A Anvisa ordenou a apreensão imediata do azeite de oliva virgem extra da marca Afonso em todo o território nacional. A medida drástica foi motivada pela confirmação de irregularidades graves que colocam em xeque a autenticidade do produto vendido ao consumidor.
Por que o azeite da marca Afonso foi reprovado?
A proibição ocorreu após análises laboratoriais detectarem resultados insatisfatórios no ensaio de determinação do índice de refração do óleo. Esse parâmetro técnico é utilizado por especialistas para verificar se o produto é puro ou se foi misturado com outros óleos vegetais de menor valor.
Segundo a Resolução RE 1.359/2026, publicada no Diário Oficial da União, o desvio indica que o item não possui as características necessárias para ser classificado como oliva.
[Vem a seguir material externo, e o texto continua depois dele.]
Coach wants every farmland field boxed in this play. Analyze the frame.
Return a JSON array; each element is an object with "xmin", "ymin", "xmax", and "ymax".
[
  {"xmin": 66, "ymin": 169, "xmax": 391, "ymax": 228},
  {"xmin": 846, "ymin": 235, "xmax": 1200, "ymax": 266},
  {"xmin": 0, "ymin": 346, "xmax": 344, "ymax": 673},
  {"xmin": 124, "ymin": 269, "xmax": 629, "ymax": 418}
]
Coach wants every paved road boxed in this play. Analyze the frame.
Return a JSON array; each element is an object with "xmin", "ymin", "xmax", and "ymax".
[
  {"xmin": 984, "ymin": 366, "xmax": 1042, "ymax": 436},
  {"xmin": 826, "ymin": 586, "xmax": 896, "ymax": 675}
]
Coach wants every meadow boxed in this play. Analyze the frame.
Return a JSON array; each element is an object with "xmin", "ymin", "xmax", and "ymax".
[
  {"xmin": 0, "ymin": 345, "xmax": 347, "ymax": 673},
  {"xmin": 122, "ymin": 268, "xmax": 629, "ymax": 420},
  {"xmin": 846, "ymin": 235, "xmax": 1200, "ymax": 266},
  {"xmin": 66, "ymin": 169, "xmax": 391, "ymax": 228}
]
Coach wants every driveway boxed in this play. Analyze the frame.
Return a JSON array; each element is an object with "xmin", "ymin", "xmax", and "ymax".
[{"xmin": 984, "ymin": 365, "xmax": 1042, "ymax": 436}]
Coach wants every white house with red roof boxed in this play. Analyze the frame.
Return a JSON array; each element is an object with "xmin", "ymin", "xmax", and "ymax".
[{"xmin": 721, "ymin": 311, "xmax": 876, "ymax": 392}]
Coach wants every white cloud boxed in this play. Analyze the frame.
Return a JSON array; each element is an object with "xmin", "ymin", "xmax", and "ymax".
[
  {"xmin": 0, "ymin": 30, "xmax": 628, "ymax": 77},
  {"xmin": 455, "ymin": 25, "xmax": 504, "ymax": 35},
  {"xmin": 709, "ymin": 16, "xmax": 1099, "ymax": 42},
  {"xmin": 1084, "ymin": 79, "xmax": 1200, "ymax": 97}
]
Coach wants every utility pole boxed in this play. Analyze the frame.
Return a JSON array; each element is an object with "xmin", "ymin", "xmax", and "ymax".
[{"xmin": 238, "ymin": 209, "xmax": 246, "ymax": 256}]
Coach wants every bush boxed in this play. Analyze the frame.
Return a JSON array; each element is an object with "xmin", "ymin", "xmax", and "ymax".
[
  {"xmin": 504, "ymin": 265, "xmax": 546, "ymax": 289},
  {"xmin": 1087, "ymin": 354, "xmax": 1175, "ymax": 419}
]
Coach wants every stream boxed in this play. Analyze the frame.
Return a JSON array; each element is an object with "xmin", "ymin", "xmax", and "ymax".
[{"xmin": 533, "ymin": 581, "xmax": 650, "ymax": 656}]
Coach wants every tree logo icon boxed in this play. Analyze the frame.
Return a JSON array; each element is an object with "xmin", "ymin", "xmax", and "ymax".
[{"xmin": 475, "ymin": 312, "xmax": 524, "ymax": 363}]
Quando um produto falha nesse teste, ele é considerado fraudado, perdendo o direito de ser comercializado como um alimento seguro.
Qual a situação da importadora responsável pelo produto?
A investigação revelou que a Comercio de Generos Alimenticios Cotinga Ltda, importadora oficial da marca, opera de forma clandestina. O CNPJ da empresa consta como inapto na Receita Federal desde agosto de 2024, o que impossibilita a fiscalização regular de suas atividades comerciais e sanitárias.
Durante diligências realizadas pela Vigilância Sanitária de Curitiba, os agentes constataram que o estabelecimento cadastrado não existe mais no endereço informado. Essa falta de paradeiro da empresa agrava o risco, pois não há como garantir a procedência das matérias-primas utilizadas no envase dos lotes distribuídos.
Quais os perigos de consumir azeite de oliva falsificado?
O consumo de óleos fraudados representa um risco invisível, pois o comprador acredita estar ingerindo gorduras benéficas ao coração, mas pode estar consumindo misturas inflamatórias. Óleos desconhecidos podem conter aditivos químicos ou resíduos de sementes que causam reações alérgicas severas em indivíduos sensíveis.
A Anvisa monitora o mercado para evitar que fraudes econômicas se transformem em crises de saúde coletiva. Ingerir compostos oxidados presentes em óleos de baixa qualidade contribui para o aumento do colesterol ruim e pode gerar desconfortos gastrointestinais imediatos após o preparo das refeições.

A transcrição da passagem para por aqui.